Bisnis.com, JAKARTA — Pelaku industri menilai Rancangan Undang Undang (RUU) larangan Minuman Beralkohol (Minol) dinilai tidak memiliki kepentingan yang mendesak untuk dibahas hingga disahkan dengan berbagai kondisi latar belakang Indonesia saat ini.
Sekretaris Jenderal Asosiasi Pengusaha Importir dan Distributor Minuman Indonesia (APIDMI) Ipung Nimpuno mengatakan banyak aspek yang sudah mengatur industri ini mulai dari produksi, penyimpanan, hingga pengedaran jadi tidak perlu lagi tambahan UU untuk mengatur.

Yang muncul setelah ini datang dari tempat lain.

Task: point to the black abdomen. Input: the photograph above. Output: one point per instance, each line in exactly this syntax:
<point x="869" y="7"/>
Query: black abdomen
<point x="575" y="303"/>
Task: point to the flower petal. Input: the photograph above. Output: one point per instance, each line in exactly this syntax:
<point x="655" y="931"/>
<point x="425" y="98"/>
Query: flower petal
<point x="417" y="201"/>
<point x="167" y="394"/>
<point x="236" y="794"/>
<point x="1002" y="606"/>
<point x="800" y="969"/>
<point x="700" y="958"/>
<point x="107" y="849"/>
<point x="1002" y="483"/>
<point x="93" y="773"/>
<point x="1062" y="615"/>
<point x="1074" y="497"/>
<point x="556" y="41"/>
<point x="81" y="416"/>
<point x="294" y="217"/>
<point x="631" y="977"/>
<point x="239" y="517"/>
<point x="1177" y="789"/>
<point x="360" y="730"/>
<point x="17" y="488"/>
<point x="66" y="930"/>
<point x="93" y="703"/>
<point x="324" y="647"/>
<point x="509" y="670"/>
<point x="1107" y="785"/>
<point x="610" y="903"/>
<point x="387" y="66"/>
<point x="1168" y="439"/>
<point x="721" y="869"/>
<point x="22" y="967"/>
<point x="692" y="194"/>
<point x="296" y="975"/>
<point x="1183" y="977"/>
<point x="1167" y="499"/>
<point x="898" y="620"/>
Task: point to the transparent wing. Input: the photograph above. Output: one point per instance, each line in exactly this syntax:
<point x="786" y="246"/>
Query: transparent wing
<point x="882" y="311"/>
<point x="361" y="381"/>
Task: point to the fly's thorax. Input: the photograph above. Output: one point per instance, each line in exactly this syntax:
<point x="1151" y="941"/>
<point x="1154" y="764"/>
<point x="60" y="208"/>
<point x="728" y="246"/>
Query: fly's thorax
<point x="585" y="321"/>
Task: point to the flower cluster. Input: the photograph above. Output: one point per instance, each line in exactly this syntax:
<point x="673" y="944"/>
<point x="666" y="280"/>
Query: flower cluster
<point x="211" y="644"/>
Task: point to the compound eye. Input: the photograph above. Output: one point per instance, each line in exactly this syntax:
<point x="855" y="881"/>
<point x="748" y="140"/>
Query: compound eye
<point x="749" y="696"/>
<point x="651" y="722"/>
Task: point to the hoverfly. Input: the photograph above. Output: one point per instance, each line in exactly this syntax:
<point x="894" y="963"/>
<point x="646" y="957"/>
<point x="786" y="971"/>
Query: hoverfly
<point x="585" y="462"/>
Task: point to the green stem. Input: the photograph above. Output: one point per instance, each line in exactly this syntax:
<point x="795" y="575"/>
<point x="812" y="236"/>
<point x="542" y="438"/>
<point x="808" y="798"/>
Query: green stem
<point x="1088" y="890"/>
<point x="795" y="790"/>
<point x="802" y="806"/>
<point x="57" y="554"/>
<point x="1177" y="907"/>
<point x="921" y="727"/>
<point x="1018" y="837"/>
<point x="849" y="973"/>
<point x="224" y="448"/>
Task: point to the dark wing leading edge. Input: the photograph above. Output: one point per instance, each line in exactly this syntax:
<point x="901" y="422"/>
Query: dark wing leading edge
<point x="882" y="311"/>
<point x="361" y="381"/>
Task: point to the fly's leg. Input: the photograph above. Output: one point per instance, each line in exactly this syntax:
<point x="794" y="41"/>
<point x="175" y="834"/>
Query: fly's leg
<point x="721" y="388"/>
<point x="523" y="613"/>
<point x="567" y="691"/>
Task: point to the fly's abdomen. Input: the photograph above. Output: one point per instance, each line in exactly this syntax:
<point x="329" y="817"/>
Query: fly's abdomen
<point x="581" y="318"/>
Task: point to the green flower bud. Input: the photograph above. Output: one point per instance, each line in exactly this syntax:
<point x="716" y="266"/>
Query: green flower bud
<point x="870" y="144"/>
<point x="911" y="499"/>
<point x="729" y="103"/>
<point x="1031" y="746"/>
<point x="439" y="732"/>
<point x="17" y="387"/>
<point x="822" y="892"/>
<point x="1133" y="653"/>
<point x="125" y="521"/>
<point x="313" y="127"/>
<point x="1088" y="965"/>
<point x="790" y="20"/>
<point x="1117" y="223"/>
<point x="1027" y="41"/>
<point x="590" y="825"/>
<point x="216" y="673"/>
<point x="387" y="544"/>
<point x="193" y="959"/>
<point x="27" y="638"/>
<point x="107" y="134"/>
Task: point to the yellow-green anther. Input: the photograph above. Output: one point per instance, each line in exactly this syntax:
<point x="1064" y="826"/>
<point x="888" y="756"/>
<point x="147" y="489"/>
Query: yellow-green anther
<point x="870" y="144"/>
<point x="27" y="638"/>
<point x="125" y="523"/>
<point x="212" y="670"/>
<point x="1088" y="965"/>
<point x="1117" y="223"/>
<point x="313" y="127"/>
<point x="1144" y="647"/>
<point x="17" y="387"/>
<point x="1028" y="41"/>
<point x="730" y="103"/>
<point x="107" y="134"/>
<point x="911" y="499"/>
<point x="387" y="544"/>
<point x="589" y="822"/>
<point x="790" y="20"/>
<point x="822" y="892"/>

Paling utama dari sisi konsumsi, berdasarkan Balitbangkes dari total penduduk Indonesia hanya ada 2 persen yang menjadi konsumen minol. Angka itu setara dengan 1 mililiter per satu orang penduduk yang saat ini juga masih tercatat terendah se-Asia.

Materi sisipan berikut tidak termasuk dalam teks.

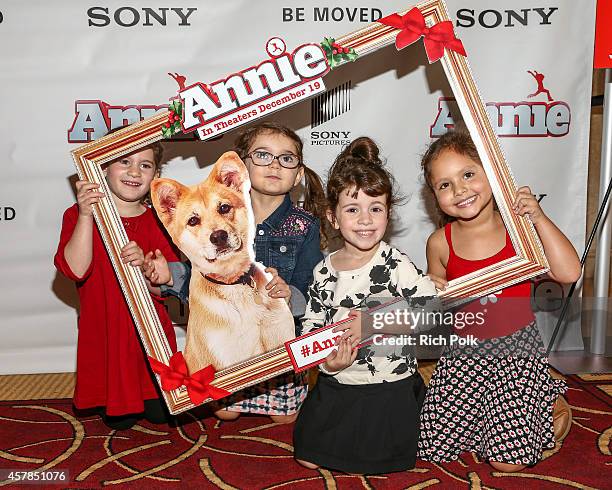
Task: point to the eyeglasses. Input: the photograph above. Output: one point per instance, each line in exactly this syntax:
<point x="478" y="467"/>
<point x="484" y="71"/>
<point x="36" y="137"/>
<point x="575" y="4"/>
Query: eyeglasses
<point x="265" y="158"/>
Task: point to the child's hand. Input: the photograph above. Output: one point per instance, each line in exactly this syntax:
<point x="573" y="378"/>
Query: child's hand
<point x="156" y="268"/>
<point x="87" y="194"/>
<point x="341" y="358"/>
<point x="132" y="254"/>
<point x="438" y="281"/>
<point x="277" y="287"/>
<point x="526" y="203"/>
<point x="355" y="329"/>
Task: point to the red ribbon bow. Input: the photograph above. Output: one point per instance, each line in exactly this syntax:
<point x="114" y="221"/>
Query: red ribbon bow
<point x="435" y="38"/>
<point x="198" y="384"/>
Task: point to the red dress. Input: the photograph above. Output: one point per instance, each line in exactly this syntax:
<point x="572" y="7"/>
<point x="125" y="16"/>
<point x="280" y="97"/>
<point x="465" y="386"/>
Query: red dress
<point x="505" y="311"/>
<point x="111" y="367"/>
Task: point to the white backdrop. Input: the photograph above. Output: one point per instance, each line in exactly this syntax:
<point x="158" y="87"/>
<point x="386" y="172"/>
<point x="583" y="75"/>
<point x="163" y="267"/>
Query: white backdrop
<point x="119" y="53"/>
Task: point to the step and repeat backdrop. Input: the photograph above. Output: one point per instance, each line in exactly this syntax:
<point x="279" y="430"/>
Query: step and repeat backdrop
<point x="71" y="71"/>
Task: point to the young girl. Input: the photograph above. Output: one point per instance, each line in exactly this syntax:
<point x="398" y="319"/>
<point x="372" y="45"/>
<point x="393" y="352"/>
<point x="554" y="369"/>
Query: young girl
<point x="495" y="399"/>
<point x="112" y="372"/>
<point x="287" y="238"/>
<point x="363" y="414"/>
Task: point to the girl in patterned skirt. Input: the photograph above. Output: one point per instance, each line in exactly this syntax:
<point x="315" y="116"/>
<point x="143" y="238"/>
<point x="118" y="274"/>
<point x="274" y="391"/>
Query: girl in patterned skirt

"Lalu apa urgensinya? kalau yang disoroti merusak moral kami sejak 2015 ada larangan minol itu bahkan sudah melakukan penelitian dengan NU hasilnya penyebab maraknya kematian akibat konsumsi minol waktu itu karena maraknya produk oplosan," katanya kepada Bisnis, Senin (23/11/2020).

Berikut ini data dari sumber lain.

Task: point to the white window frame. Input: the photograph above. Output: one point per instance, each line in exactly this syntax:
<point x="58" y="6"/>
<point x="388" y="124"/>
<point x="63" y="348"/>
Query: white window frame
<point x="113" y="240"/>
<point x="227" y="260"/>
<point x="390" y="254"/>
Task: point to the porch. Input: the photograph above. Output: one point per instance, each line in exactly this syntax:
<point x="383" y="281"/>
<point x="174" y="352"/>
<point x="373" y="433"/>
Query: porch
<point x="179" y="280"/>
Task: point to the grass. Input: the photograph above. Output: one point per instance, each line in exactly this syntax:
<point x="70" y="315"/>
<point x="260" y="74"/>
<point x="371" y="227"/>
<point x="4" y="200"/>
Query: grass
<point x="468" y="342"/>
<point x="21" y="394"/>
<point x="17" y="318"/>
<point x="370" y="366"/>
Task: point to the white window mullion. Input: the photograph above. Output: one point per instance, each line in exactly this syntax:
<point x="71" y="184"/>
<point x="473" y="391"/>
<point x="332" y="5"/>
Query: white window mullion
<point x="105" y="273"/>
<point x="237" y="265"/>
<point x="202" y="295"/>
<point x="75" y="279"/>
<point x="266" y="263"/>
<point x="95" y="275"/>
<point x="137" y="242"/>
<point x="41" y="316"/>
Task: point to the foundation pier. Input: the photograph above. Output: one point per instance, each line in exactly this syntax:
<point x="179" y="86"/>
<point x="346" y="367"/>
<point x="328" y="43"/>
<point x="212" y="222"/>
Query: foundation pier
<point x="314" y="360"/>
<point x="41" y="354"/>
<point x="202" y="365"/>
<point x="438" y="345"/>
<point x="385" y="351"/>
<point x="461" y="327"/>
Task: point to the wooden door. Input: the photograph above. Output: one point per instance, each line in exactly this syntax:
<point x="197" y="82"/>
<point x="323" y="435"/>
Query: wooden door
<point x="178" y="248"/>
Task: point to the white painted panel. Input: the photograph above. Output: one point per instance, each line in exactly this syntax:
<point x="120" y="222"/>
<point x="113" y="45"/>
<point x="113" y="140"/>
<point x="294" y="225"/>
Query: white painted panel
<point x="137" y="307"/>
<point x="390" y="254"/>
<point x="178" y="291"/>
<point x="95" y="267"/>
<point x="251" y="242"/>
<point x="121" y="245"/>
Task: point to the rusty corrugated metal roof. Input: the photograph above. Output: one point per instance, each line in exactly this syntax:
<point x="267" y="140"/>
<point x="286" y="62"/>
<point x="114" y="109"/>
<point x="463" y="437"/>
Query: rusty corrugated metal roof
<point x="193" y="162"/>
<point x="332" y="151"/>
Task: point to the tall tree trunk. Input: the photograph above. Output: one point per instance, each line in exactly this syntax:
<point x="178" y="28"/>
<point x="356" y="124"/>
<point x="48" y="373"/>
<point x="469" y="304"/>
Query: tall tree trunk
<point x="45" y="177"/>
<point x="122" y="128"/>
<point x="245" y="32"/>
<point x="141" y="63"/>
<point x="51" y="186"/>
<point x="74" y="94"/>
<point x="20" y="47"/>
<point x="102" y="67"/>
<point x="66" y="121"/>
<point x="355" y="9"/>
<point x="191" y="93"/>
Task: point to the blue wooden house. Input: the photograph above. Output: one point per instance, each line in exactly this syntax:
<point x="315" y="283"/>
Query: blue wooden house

Ipung mengemukakan produk oplosan didapat dari jenis metanol yang dicampur dengan minuman bersoda. Adapun metanol sejatinya bukan jenis alkohol yang diperuntukan untuk konsumsi minuman alhasil akan membuat kematian atau kebutaan pada yang mengonsumsi.
Sementara yang legal menggunakan alkohol jenis etanol yang tentu melewati beragam proses produksi untuk mendapat persetujuan tingkat regulator hingga pengawasan edar.
Baca Juga
"Belum lagi karena Covid-19 ini permintaan sudah turun 50 persen lebih, sedangkan pada tahun normal permintaan juga cenderung stagnan dan sering menurun," ujarnya.
Ipung juga menilai RUU larangan minol akan berseberangan dengan kegiatan di sejumlah daerah yang tengah mendorong minol tradisional untuk pasar global. Misalnya, arak bali dan Cap Tikus yang bahkan pembuatannya melibatkan ratusan petani karena berbahan baku nira.